Авторитетная голландская газета NRC Handelsblad назвала музыку Дмитрия Курляндского «опьяняющей». Избавление от опьянения властью — сверхсюжет полуторачасового спектакля, устроенного как сеанс врачевания мозга тирана: в самом начале «Октавии» по лбу истукана бежит лазерная строчка невидимого трепанатора. Хор безголовых воинов, поделенный на два отряда, мерно и почти невидимо копошится, издавая попутно звуки, похожие на стоны: каждого солдата терракотовой армии будут выдергивать из толпы по одному бодрые красноармейцы с винтовками и вести — беспомощных, слепых — на места, уготованные им историей.

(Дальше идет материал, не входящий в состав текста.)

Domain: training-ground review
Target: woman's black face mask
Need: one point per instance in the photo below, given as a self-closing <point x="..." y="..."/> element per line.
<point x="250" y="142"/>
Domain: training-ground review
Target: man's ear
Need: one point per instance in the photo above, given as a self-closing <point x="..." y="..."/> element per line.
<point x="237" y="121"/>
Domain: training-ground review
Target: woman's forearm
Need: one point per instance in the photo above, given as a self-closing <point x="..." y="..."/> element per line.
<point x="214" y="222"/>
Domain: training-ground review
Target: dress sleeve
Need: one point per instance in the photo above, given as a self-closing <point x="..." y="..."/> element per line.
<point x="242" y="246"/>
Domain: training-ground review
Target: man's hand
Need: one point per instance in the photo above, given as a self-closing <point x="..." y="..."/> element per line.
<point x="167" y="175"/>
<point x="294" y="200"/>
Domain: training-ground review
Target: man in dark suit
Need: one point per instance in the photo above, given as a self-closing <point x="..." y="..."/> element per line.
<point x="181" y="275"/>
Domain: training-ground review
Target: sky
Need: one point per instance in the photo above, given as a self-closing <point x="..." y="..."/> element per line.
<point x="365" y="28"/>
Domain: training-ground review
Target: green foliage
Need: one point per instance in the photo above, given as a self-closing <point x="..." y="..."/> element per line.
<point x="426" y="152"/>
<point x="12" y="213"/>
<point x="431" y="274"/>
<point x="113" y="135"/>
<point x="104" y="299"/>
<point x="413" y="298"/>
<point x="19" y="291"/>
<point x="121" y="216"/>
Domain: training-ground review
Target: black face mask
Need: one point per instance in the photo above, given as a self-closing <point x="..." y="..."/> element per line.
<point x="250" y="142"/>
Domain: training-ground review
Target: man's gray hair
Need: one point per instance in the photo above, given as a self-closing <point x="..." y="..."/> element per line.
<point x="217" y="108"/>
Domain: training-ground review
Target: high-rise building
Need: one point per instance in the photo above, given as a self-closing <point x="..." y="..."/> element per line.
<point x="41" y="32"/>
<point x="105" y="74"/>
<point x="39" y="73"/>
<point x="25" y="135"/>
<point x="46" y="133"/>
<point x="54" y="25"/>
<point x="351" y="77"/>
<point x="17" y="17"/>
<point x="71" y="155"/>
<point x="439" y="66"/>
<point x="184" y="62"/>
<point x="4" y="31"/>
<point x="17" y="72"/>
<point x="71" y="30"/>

Спотыкающиеся гиганты, послушно ведомые вооруженной властью, на поклонах снимут свои костюмы — и перед залом предстанет разномастная толпа улыбчивых голландских артистов в футболках с собственными именами: утверждая свободу личности, этот заключительный жест окончательно превращает «Октавию» в подлинно открытый, интернациональный, фестивальный проект в лучшем смысле слова.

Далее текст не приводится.